Restructuring the tertiary and vocational education sector in Sri Lanka

Thursday, 30 May 2019 00:03 -     - {{hitsCtrl.values.hits}}

Vallibel One Chairman Dhammika Perera (second from right) speaks as (from left) NHRDC and ICC Chairman Dinesh Weerakkody, SLITHM Chairman Dilip De Silva, ICASL President Jagath Perera and CIPM President Dhammika Fernando look on 

The National Human Resources Development Council of Sri Lanka (NHRDC) recently held a key forum dealing with the restructuring of the tertiary and vocational education sector. 

It was organised in partnership with  The Institute of Chartered Accountants of Sri Lanka (ICASL), Chartered Institute of Personnel Management (CIPM), The International Chamber of Commerce of Sri Lanka (ICC), Sri Lanka Institute of Tourism and Hotel Management (SLITHM) and Daily Financial Times.

The forum discussed the fundamental changes the vocational education sector in Sri Lanka requires for Sri Lanka to be competitive in a tight labour market characterised by low unemployment, relatively high underemployment, and a high proportion of employment in elementary occupations.

Business leader Dhammika Perera was the Chief Guest and High Commissioner for Canada in Sri Lanka David McKinnon was the Guest of Honour and the keynote speaker.

The forum also had a panel discussion involving Perera and McKinnon, as well as The Institute of Chartered Accountants of Sri Lanka President Jagath Perera and Chartered Institute of Personnel Management President Dhammika Fernando. It was moderated by ICC Sri Lanka Chairman Dinesh Weerakkody.

In his speech, McKinnon highlighted some of the success stories and best practices of how Canada managed to improve the tertiary and vocation education sector. He also recalled several initiatives which offered Canadian support to the Government of Sri Lanka in this regard.

Perera, in his presentation, said structural changes to Sri Lanka’s education system, including re-evaluation of the breakdown of education budget are crucial for the country’s journey towards becoming a high-income country.

He identified social transfer as a key structural change in the country’s education budget, which would empower and retain students in the country’s education system. He pointed out there are estimated 32,000 student dropouts per annum from the educational system before even reaching Ordinary Level examination.

Perera illustrated that Singapore has been successful in tackling early school dropouts by allocating a considerable stake in the education budget, around up to 25%, for social transfers as a tool to empower and incentivise students to continue their education.

As Sri Lanka struggles to get back on its earlier growth trajectory following its graduation to lower middle income status, Perera emphasised the need to focus on structural changes to the country’s education system in order to break away from the ‘middle-income trap’ to fuel the growth in order to become a high-income country.

According to him, prioritising Science, Technology, Engineering, and Mathematics (STEM) and English are most crucial structural changes for the country to produce relevant graduates to fuel economic growth.

 “There are students who are weak in mathematics.
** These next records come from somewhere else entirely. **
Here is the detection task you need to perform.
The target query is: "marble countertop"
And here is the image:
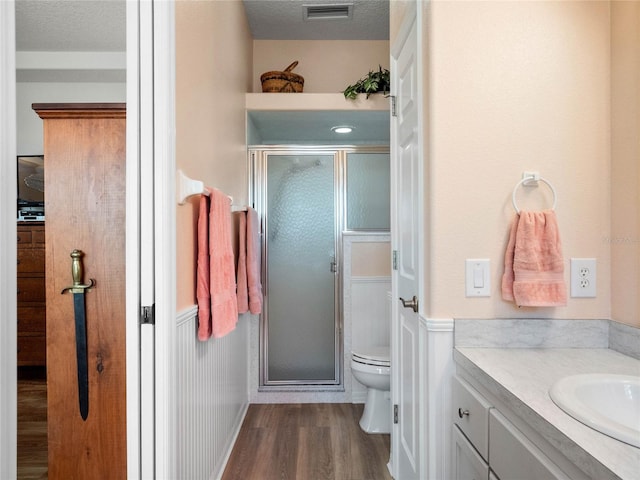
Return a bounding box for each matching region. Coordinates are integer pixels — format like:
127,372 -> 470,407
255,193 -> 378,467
454,347 -> 640,480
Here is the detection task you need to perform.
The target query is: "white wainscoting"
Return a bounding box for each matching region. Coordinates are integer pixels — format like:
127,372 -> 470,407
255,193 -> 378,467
422,317 -> 454,480
175,306 -> 249,480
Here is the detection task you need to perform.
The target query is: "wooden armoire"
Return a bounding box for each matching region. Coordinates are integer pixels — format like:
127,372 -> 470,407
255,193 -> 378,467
34,103 -> 126,479
16,222 -> 46,366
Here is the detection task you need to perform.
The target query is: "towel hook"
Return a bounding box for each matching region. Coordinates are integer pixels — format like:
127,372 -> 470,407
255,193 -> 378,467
512,172 -> 557,213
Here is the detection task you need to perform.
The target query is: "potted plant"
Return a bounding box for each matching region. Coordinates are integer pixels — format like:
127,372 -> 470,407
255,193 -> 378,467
342,66 -> 390,100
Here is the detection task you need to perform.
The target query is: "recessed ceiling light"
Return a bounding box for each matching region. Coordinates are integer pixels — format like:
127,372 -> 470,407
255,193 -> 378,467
331,126 -> 354,134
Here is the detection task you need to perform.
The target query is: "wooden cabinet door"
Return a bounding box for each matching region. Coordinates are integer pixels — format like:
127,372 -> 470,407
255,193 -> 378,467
35,103 -> 126,479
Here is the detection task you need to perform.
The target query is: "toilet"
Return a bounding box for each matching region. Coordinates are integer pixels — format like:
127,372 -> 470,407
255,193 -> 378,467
351,346 -> 391,434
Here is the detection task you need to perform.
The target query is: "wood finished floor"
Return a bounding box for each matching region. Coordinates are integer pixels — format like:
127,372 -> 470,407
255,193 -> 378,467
17,368 -> 48,480
17,378 -> 392,480
222,403 -> 393,480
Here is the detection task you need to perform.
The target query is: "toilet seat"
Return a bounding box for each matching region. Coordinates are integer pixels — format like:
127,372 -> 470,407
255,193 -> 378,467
352,346 -> 390,367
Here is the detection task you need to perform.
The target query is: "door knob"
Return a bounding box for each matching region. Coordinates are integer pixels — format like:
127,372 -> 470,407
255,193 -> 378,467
399,295 -> 419,313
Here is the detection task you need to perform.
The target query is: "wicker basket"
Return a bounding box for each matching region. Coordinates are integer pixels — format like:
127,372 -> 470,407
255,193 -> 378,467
260,61 -> 304,93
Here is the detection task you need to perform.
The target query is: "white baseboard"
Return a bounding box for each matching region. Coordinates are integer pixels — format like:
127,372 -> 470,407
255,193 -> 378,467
212,401 -> 250,480
351,392 -> 367,403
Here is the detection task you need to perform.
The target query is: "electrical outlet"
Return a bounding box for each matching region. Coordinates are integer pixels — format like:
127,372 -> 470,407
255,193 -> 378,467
570,258 -> 596,298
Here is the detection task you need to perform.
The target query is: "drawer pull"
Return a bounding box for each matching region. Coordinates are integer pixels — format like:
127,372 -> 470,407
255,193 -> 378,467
458,407 -> 470,418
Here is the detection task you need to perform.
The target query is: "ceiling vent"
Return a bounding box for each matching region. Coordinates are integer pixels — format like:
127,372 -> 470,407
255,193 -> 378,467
304,4 -> 353,21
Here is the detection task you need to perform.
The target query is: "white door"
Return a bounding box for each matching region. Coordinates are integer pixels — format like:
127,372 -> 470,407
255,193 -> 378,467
391,7 -> 422,480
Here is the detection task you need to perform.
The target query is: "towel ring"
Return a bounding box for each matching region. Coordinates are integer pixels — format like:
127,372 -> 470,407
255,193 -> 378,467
512,176 -> 557,213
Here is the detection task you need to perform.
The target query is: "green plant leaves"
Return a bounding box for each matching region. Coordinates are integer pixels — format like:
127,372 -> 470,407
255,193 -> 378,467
343,66 -> 390,100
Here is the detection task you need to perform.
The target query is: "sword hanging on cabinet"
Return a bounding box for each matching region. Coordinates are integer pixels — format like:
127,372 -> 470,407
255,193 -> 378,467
61,249 -> 95,421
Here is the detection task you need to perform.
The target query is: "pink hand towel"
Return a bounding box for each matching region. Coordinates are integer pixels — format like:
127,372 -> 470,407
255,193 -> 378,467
246,207 -> 263,314
236,211 -> 249,314
502,209 -> 567,307
209,188 -> 239,338
197,191 -> 212,340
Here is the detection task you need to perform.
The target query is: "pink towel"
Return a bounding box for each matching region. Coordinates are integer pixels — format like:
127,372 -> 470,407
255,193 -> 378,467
246,207 -> 263,314
209,188 -> 239,337
236,211 -> 249,314
197,187 -> 238,340
196,192 -> 211,338
502,210 -> 567,307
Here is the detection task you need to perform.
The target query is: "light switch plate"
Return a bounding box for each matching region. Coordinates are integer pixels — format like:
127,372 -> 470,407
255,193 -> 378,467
466,259 -> 490,297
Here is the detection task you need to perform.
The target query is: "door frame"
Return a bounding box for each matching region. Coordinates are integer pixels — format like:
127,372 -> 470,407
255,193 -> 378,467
0,2 -> 18,478
252,147 -> 344,390
0,1 -> 172,478
146,1 -> 177,478
127,0 -> 177,478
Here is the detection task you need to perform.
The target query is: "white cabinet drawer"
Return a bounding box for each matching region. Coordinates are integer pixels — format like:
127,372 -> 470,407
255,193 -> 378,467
453,375 -> 492,461
454,425 -> 490,480
489,409 -> 571,480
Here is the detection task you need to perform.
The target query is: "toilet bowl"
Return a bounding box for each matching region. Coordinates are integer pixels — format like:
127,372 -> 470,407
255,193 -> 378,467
351,346 -> 391,434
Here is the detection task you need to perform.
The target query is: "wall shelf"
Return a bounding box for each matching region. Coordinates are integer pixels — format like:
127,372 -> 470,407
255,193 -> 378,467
246,93 -> 390,112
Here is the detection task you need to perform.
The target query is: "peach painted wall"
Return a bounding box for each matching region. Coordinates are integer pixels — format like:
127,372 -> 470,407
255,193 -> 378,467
252,40 -> 389,93
352,242 -> 391,277
427,1 -> 611,319
611,1 -> 640,328
175,0 -> 253,310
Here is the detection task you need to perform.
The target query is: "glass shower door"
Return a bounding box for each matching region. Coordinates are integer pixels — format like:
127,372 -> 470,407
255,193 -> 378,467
264,153 -> 338,384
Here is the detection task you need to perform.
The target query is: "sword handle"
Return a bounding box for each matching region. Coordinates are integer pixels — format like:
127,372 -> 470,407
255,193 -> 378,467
71,250 -> 83,287
61,249 -> 95,294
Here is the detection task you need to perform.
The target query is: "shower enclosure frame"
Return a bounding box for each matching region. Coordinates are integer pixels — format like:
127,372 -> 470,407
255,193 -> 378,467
250,145 -> 390,391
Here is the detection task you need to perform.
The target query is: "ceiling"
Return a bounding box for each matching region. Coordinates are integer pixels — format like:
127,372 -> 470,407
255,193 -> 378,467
243,0 -> 388,40
15,0 -> 126,52
15,0 -> 389,144
15,0 -> 388,51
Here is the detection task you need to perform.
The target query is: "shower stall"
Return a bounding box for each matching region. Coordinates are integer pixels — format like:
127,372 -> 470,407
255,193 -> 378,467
251,146 -> 390,390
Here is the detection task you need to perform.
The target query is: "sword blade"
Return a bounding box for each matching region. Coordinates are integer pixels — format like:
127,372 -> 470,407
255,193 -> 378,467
72,292 -> 89,421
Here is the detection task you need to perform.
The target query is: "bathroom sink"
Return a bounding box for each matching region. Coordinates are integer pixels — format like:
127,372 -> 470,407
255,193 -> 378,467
549,374 -> 640,448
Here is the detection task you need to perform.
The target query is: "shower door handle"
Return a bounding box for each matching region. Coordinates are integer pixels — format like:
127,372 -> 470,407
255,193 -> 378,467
399,296 -> 419,313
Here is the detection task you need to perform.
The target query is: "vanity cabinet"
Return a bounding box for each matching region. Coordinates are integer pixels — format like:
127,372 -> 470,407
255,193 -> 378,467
453,374 -> 572,480
453,375 -> 491,480
489,409 -> 571,480
454,422 -> 490,480
453,374 -> 492,461
17,222 -> 46,366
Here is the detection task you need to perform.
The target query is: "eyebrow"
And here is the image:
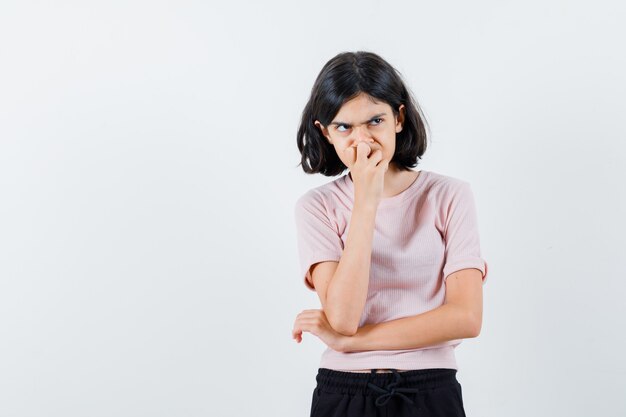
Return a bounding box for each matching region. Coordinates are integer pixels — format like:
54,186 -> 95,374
330,113 -> 387,127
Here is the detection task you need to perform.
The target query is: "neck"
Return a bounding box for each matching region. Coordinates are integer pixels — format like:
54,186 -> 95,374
349,164 -> 416,199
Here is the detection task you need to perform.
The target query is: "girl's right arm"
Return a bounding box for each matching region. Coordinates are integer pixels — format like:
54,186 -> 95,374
311,142 -> 388,336
317,201 -> 377,336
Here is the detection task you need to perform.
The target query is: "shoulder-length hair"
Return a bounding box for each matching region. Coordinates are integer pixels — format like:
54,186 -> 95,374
296,51 -> 430,176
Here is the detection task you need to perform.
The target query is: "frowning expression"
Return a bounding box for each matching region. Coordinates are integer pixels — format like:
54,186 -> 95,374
315,92 -> 405,170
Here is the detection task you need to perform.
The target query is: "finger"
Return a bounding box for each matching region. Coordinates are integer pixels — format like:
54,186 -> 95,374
374,155 -> 387,168
292,324 -> 303,338
296,310 -> 309,317
368,149 -> 383,165
356,142 -> 371,162
343,147 -> 357,170
299,309 -> 321,314
298,310 -> 323,319
295,319 -> 319,334
299,317 -> 322,330
293,314 -> 321,330
293,325 -> 306,339
293,329 -> 302,343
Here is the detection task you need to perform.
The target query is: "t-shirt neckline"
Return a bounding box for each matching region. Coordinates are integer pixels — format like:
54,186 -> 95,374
343,169 -> 428,209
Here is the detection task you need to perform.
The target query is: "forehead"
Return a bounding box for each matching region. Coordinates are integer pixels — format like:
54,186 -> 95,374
333,93 -> 391,120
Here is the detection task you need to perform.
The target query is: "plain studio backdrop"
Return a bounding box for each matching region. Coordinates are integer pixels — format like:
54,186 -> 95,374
1,1 -> 625,416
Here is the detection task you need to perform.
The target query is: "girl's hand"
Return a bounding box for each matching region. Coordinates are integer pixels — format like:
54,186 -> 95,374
344,141 -> 389,208
292,309 -> 348,352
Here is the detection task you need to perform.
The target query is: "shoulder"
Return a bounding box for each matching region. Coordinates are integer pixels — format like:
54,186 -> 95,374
422,170 -> 471,199
294,175 -> 346,214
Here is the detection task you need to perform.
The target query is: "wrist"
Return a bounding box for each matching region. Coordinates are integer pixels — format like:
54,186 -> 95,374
353,200 -> 378,215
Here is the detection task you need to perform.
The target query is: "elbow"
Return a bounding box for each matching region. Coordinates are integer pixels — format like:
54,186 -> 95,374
336,324 -> 358,337
466,312 -> 482,338
325,296 -> 362,337
328,316 -> 359,337
326,309 -> 359,336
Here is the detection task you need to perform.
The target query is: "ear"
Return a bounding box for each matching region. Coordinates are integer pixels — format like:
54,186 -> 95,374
395,104 -> 405,133
314,120 -> 332,144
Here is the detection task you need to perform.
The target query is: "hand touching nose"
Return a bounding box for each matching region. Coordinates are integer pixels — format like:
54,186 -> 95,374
349,141 -> 389,208
350,138 -> 375,151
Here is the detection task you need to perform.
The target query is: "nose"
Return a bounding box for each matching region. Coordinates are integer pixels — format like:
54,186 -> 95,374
350,125 -> 375,146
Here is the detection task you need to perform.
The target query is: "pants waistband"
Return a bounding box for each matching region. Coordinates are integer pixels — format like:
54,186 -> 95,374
316,367 -> 458,397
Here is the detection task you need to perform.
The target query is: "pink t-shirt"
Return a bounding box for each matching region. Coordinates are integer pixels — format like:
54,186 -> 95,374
293,169 -> 488,371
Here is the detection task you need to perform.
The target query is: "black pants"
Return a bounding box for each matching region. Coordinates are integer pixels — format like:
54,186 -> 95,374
310,368 -> 466,417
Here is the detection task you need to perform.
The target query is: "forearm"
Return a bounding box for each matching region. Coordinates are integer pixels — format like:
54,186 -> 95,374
326,202 -> 377,335
340,303 -> 477,352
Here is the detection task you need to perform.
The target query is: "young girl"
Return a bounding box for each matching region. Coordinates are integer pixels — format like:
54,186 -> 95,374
292,51 -> 488,417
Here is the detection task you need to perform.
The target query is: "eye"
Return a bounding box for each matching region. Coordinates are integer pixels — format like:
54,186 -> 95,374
336,124 -> 350,132
370,118 -> 383,126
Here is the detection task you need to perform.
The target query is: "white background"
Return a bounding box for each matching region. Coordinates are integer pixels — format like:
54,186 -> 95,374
1,1 -> 625,416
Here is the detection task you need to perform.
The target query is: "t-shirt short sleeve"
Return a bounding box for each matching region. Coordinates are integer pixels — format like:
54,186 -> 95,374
294,192 -> 344,291
442,181 -> 489,284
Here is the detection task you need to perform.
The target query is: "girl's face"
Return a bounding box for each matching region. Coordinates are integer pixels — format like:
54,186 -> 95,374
315,92 -> 405,171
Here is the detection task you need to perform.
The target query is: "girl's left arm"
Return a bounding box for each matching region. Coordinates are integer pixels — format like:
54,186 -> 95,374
339,268 -> 483,353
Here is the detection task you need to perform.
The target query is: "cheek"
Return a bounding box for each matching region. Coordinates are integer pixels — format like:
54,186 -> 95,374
336,146 -> 355,163
380,138 -> 395,157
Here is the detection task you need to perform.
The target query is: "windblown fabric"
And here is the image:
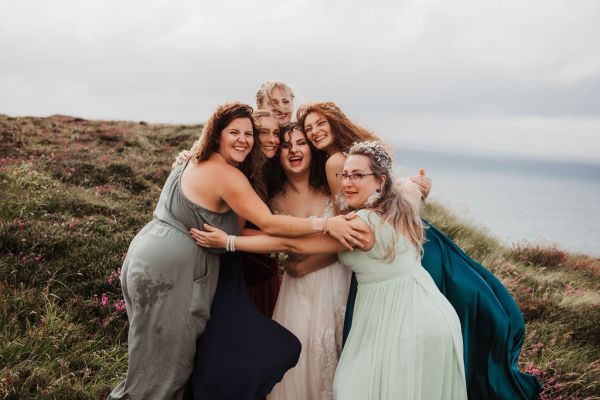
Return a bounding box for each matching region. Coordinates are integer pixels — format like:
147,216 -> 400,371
342,220 -> 542,400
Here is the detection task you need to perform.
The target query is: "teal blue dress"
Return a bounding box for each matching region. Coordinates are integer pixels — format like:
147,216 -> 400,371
342,220 -> 542,400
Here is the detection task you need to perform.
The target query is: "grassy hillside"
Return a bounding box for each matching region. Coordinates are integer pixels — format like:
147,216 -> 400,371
1,114 -> 599,399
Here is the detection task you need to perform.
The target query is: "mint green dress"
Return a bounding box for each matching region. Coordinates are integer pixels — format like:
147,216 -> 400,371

In developed countries such as the United States, these students are being given double time slots to learn mathematics.

“We start to learn science in Sinhala from Grade 6, and then we have to study it when pursuing higher education. It’s a waste of time as the students have to learn all terms in Sinhala and again in English. Therefore, we need to make it in English from the very beginning,” Perera stressed.

He opined that that though many learn Tamil or Sinhala as a second language, a very few in fact utilise these language skills to communicate with ethnic Sinhalese or Tamils.

Perera proposed these time slots to be allocated to learn English, as English language skills are necessary in the current labour market to access most of job opportunities. 

He noted that this move will particularly help Arts graduates to gain employment opportunities in the private sector. 

Highlighting the need for a data-driven educational policy, Perera stressed vocational training centres in the country need to brand their respective courses in line with labour market requirements.

 “There are 148 State-owned vocational training centres in the country and 160,000 students join these programs per annum. However, only 40,000 of them graduate. There is also no assurance on the securing a job after the graduation,” Perera stressed.

He suggested that one ministry should be responsible in managing higher educational institutions including vocational training centres based on labour market requirements of the different sectors of the economy.

He pointed out that some countries have established human resource development ministries tasked with managing labour requirements across all sectors of the economy.

Perera also backed a State-funded loan scheme to support students to pursue their higher education in private universities in the country.

“The government of Maldives provides their students access for educational loans worth around Rs.4 million, as they don’t have established universities. However, our students can earn a degree with an investment of little over Rs.1 million,” he pointed out.

Speaking on Sri Lanka’s potential to become an educational hub, Perera said Sri Lanka could attract leading global universities to set-up their campuses in the country which would enable the students from upper middle class families to study in Sri Lanka in ‘branded universities’.

He noted that Sri Lanka needs to develop a blueprint for education similar to Malaysia which now attracts over 200,000 foreign students annually to their universities.

Perera opined that majority of these initiatives wouldn’t require additional capital expenditure and can be implemented with mere structural reforms.